Mg cos theta in context of incline plane

[negation]

For a mass on an incline plane, is the downward force mg cos Θ or -mg cos Θ?
I'm inclined to state there should be a negative but from my lectures, the negative does not appear to be stipulated. I was wondering if it's was a mistake by the lecturer.

mg cos Θ + F_N = 0
mg cos Θ = -F_N

the downward force must be of equal magnitude to the normal force-but opposite direction.
This makes sense mathematically.

However, geometrically, it does make sense for the down ward force to be -mg cos Θ.

Could someone clarify?

 

[ModusPwnd]

It depends! Are you defining up or down to be negative? You are free to do either. But the great thing about vectors is that it doesn't matter what coordinate frame you choose.
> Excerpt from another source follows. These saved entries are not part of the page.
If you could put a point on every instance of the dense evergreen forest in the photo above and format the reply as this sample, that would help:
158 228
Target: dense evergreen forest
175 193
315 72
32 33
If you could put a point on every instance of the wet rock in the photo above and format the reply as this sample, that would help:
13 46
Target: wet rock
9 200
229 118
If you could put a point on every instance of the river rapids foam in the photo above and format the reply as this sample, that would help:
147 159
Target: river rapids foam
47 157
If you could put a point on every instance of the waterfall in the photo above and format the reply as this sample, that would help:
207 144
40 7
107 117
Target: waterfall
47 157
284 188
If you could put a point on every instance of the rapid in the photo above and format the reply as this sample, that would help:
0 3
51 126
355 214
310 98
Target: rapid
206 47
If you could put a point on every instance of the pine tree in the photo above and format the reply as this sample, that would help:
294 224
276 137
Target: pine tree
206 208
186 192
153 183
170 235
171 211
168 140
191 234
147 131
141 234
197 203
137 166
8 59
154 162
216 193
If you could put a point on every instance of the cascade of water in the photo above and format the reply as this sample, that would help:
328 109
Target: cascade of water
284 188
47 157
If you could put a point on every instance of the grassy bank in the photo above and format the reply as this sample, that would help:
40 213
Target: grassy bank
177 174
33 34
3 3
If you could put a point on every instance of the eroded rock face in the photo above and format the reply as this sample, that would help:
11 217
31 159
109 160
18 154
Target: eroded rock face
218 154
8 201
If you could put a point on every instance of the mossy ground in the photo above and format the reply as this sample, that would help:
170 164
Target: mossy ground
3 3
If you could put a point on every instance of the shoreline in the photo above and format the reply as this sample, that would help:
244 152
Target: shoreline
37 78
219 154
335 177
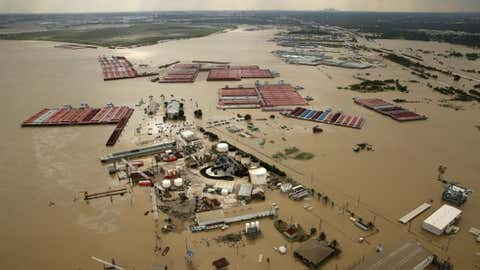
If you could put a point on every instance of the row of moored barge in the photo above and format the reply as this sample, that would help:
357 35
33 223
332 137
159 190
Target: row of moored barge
393 111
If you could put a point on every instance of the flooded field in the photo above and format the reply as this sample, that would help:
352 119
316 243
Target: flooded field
47 225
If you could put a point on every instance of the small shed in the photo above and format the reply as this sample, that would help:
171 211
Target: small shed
210 217
258 176
313 252
441 219
245 192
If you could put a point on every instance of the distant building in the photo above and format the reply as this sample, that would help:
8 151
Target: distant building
245 192
313 253
258 176
174 110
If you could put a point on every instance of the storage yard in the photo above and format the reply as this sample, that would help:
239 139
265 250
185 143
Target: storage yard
395 112
118 67
327 117
68 116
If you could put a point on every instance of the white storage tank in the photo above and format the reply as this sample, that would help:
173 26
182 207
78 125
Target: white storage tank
245 160
166 183
222 148
441 219
178 182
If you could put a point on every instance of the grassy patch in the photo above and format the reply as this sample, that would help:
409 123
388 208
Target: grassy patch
130 36
374 86
293 153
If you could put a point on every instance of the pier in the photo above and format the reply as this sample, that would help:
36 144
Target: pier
138 152
69 116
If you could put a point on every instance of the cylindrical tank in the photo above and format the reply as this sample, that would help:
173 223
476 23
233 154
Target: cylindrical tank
232 153
222 147
178 182
166 183
145 183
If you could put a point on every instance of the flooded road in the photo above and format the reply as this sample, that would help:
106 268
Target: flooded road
45 223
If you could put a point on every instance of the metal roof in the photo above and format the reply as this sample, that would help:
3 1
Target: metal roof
443 216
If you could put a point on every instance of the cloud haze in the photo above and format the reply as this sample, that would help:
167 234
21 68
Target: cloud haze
11 6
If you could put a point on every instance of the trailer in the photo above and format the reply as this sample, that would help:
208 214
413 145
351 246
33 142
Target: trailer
442 219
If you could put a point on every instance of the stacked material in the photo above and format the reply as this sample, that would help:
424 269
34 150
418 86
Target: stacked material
388 109
327 117
181 73
83 116
439 222
238 98
279 95
236 73
116 67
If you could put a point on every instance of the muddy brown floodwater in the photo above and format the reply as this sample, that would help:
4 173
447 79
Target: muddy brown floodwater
43 165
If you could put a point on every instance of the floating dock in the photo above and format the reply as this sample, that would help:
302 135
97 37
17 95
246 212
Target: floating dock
116 68
327 117
388 109
139 152
414 213
69 116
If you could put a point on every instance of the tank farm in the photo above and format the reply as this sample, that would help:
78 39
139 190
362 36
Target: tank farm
69 116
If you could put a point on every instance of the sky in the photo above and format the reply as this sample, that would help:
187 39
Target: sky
44 6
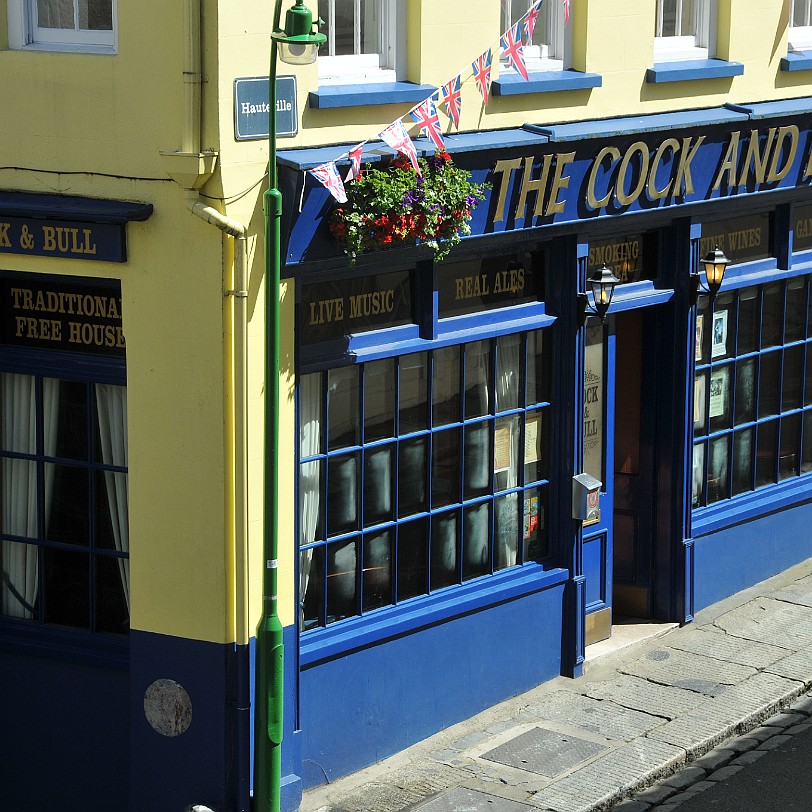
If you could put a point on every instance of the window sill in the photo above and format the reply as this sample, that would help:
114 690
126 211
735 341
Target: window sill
692 70
544 82
752 505
361 95
797 60
394 621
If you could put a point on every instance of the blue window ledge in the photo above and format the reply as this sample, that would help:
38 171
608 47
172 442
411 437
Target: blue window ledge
692 70
797 60
331 96
544 82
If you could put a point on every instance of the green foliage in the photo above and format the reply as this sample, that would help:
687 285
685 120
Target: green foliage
395 206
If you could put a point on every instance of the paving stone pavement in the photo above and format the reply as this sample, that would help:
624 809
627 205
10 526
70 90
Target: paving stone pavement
641 730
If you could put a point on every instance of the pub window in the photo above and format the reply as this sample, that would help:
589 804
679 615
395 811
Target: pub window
65 536
421 471
752 392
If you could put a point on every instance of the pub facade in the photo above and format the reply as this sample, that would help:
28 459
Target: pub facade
447 410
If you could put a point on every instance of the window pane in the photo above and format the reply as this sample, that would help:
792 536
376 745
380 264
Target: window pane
790 443
745 391
342 494
444 568
343 426
717 470
477 378
67 588
534 527
795 329
413 393
743 461
506 532
342 579
534 443
55 14
477 460
720 398
446 386
772 310
412 476
111 605
378 505
748 321
379 400
412 559
476 549
508 372
445 468
765 456
769 383
698 488
377 574
70 504
793 377
96 15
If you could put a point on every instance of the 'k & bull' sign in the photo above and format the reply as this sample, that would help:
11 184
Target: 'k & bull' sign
53 315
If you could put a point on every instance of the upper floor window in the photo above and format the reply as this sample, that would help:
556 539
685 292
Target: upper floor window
684 29
362 40
800 25
546 48
63 24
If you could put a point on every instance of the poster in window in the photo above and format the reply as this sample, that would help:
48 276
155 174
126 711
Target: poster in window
501 450
719 338
700 327
719 392
532 437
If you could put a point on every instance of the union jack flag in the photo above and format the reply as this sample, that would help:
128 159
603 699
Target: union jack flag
327 175
425 115
453 100
512 47
530 20
396 136
482 74
355 163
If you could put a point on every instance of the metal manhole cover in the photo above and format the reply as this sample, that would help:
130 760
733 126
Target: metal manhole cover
543 751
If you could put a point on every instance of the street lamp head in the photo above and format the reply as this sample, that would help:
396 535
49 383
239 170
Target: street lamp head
299 42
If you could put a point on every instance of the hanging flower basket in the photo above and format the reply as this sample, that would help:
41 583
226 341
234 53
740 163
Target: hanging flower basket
395 206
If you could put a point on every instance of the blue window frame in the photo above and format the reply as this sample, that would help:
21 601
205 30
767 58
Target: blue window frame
753 390
422 471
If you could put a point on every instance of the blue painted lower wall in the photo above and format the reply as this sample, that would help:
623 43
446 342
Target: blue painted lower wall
367 705
64 740
737 557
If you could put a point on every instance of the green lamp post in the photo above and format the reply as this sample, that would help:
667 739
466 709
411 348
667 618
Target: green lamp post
296 44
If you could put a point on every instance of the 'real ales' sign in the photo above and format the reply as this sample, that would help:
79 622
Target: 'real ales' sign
56 315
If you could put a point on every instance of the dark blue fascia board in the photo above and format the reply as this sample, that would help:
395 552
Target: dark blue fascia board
797 60
325 644
303 159
512 84
65 207
785 107
691 70
331 96
614 127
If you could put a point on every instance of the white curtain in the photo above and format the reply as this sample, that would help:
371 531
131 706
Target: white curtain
310 433
19 434
111 405
507 397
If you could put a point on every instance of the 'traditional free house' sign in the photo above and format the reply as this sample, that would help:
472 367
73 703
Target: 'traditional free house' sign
252 108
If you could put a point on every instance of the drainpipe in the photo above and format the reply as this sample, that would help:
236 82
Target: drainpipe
191 168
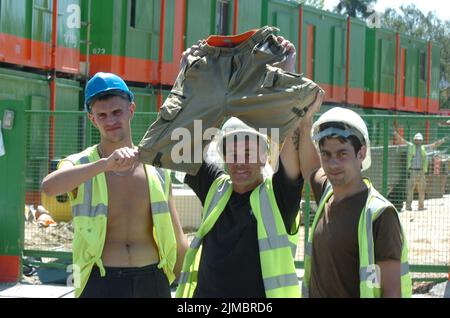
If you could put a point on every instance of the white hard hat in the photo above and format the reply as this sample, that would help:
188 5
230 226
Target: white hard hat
418 136
235 126
354 124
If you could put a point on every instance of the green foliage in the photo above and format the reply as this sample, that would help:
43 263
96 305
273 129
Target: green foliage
410 20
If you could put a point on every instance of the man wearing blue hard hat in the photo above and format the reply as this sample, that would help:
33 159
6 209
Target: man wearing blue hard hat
128 240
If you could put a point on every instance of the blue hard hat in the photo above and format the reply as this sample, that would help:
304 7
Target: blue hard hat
103 84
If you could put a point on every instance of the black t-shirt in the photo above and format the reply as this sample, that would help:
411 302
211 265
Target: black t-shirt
230 264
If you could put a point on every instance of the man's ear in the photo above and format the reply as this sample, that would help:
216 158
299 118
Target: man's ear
132 109
263 155
362 153
92 119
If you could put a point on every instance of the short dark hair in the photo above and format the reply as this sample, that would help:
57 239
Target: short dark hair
352 139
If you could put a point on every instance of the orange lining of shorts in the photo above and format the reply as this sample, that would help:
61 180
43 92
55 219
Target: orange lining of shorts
229 40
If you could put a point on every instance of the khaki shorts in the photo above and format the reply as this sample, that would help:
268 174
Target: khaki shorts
243 80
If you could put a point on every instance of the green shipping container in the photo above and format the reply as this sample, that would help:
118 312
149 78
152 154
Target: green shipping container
33 91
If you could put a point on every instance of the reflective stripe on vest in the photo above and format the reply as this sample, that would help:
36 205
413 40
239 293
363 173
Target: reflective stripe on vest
375 205
275 247
90 211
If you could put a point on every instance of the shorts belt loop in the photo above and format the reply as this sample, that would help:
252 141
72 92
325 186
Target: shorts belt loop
216 52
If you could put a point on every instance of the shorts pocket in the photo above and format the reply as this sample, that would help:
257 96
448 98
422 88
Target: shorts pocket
172 106
277 78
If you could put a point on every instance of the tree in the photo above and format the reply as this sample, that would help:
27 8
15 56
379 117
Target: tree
355 8
319 4
411 21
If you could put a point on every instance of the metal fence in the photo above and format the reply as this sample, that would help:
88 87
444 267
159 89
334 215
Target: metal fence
54 136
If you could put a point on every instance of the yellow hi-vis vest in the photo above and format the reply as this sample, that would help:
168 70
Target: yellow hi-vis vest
369 286
412 152
90 211
276 247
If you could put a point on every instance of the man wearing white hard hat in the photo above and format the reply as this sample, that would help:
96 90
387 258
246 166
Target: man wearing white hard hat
245 245
417 167
356 246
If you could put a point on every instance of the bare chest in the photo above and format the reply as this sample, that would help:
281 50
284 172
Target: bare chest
128 197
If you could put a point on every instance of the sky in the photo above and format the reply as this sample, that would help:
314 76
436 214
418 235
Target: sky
441 7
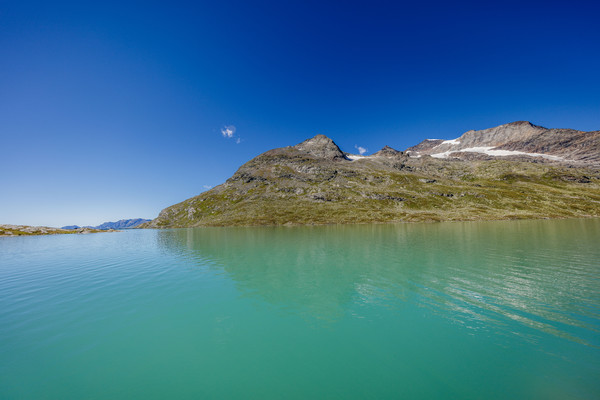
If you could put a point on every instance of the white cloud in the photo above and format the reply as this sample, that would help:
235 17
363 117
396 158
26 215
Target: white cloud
361 150
228 131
And you have just found this out. Regardless of your choice of positive or negative you have found that the normal force must be in an opposite direction of the gravitational force. I am not sure if that clarify's completely but it should help.

 

[Doc Al]

Using a sign convention where into the plane is negative, the component of the weight normal to the surface would be -mg cosθ:
-mg cosθ + F_N = 0
F_N = mg cosθ (positive, thus out of the plane)

 

[negation]

It depends! Are you defining up or down to be negative? You are free to do either. But the great thing about vectors is that it doesn't matter what coordinate frame you choose. And you have just found this out. Regardless of your choice of positive or negative you have found that the normal force must be in an opposite direction of the gravitational force. I am not sure if that clarify's completely but it should help.

Using a sign convention where into the plane is negative, the component of the weight normal to the surface would be -mg cosθ:
-mg cosθ + F_N = 0
F_N = mg cosθ (positive, thus out of the plane)

I am defining down to be negative.

I am suspecting the lecturer committed a blunder by forgetting the negative sign.